La postura del líder albiazul quedó en evidencia durante su habitual conferencia de prensa semanal, donde fue cuestionado sobre si mantiene comunicación con el presidente municipal de Ecuandureo, Jorge Luis Estrada Garibay, también emanado del PAN, con el fin de conocer el contexto de seguridad en la demarcación.
Lejos de ofrecer claridad, Quintana Martínez admitió desconocer la situación y recurrió a respuestas evasivas, reconociendo que desde hace más de un mes no ha dialogado con el edil sobre el tema.

«No, no he platicado del tema.
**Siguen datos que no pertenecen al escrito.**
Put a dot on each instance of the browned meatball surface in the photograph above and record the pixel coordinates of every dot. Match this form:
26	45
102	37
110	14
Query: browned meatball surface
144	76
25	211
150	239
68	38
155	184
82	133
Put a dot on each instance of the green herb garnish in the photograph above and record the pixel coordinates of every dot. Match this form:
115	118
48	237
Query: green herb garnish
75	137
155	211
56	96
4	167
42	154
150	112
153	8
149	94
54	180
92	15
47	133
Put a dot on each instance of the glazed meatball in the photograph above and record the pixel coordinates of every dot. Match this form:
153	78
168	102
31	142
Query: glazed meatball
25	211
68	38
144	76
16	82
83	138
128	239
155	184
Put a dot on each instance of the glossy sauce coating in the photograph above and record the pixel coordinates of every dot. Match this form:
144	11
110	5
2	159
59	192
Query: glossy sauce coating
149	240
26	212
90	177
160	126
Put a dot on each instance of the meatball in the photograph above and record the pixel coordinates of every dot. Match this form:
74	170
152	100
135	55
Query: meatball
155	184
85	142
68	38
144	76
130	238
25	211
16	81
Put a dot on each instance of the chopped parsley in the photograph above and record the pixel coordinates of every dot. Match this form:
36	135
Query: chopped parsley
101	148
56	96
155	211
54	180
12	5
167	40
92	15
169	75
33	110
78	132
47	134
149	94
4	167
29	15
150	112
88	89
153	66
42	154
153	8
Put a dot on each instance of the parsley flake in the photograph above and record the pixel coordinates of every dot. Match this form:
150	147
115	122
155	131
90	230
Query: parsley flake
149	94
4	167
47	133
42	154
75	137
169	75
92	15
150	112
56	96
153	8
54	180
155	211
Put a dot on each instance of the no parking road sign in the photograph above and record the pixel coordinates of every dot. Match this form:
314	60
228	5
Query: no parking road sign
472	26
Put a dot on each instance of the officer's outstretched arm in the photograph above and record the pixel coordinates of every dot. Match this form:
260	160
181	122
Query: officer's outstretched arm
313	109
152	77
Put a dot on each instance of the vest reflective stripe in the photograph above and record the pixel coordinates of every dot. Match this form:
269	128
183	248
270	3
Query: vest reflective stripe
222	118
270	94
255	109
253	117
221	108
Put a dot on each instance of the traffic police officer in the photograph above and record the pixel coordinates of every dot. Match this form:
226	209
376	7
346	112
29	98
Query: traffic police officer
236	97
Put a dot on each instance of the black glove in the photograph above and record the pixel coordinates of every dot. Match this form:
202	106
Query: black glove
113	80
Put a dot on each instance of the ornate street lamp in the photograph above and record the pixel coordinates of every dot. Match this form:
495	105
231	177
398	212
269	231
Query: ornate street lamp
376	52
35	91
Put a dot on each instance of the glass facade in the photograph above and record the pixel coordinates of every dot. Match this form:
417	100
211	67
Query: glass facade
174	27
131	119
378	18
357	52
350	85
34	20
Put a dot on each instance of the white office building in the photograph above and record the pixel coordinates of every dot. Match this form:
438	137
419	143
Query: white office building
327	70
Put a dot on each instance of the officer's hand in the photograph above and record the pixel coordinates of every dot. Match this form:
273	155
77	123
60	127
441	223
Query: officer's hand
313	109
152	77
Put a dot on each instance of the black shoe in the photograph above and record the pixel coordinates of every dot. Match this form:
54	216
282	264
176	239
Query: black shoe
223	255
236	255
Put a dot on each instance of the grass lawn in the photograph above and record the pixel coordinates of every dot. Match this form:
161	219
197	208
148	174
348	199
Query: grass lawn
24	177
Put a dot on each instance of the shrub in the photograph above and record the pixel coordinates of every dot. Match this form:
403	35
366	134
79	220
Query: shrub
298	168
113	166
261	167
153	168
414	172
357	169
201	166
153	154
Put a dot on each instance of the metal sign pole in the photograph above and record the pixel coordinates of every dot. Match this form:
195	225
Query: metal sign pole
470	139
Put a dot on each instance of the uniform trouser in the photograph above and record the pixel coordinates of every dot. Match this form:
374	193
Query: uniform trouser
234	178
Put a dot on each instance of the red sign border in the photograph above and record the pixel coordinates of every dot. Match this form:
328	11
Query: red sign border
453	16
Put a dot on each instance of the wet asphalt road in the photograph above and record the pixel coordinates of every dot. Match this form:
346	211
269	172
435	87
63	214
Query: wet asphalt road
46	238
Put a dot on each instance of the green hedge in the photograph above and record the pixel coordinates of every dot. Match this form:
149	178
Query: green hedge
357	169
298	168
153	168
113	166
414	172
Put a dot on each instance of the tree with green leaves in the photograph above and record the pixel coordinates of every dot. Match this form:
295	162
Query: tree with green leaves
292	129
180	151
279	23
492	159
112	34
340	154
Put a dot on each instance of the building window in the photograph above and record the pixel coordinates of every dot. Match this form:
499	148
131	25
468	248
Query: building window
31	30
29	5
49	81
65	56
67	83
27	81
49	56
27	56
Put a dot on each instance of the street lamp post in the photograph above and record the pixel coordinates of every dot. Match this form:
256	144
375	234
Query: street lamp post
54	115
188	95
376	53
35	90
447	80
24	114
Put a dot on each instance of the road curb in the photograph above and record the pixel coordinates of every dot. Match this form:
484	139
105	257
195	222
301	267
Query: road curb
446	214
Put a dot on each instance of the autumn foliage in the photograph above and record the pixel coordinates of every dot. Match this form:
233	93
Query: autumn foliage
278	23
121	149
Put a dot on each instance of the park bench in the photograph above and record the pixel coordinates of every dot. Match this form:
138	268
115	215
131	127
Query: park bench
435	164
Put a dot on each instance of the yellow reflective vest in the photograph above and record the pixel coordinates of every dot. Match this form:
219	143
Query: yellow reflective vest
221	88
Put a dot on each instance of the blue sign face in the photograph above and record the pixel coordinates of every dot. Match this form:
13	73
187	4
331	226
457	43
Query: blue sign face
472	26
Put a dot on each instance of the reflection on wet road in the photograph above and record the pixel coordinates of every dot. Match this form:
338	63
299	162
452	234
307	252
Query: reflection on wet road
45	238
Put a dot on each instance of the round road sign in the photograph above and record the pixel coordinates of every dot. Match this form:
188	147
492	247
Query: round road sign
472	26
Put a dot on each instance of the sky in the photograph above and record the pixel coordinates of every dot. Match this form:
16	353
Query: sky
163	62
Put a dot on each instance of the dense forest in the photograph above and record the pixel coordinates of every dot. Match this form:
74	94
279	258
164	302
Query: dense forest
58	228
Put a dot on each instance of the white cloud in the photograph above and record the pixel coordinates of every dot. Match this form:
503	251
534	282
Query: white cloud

Él sigue concentrado, trabajando, haciendo su trabajo, y nosotros somos muy respetuosos de la aplicación de la ley en el país», respondió, evitando profundizar.
Cabe señalar que, tras la detención de los 11 policías municipales —acusados por la Fiscalía General del Estado (FGE) de presunta coalición con el crimen organizado— y su reciente liberación luego de permanecer un mes en prisión preventiva, el dirigente panista ha optado por el silencio.
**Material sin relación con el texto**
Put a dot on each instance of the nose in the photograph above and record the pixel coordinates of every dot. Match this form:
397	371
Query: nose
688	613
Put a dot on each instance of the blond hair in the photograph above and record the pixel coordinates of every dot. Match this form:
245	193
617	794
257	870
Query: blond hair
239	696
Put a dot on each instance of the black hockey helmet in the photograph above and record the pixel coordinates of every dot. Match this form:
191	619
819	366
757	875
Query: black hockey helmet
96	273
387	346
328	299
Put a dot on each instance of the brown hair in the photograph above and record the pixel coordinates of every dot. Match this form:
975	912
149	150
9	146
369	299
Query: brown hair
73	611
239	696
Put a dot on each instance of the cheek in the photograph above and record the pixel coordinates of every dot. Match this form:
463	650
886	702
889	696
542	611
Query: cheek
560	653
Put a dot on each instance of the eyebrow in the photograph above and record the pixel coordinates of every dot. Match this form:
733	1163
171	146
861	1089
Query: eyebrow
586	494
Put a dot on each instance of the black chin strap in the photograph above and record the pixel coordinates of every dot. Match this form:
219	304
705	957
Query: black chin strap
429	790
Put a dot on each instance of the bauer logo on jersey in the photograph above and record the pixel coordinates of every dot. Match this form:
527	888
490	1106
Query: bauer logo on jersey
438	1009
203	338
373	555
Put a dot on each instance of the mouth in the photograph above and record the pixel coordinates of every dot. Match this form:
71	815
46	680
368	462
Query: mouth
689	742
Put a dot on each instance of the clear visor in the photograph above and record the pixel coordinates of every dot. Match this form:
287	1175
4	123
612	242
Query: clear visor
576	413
Desde el momento de las detenciones, el líder del partido blanquiazul ha sido cuestionado de manera reiterada sobre la crisis en Ecuandureo, sin embargo, ha sostenido su desconocimiento de los hechos y ha negado haber entablado comunicación con el alcalde panista.

Quintana Martínez tampoco aclaró si su postura responde a un desinterés genuino por la problemática del municipio o si se trata de una estrategia para evadir cuestionamientos relacionados con la delincuencia organizada.
A ello se suma una constante en sus conferencias, la presentación de cifras cuya procedencia desconoce, lo que ha derivado en reiterados cuestionamientos por parte de medios de comunicación, al no poder precisar las fuentes o estudios de donde obtiene los datos que utiliza para confrontar políticamente a sus adversarios.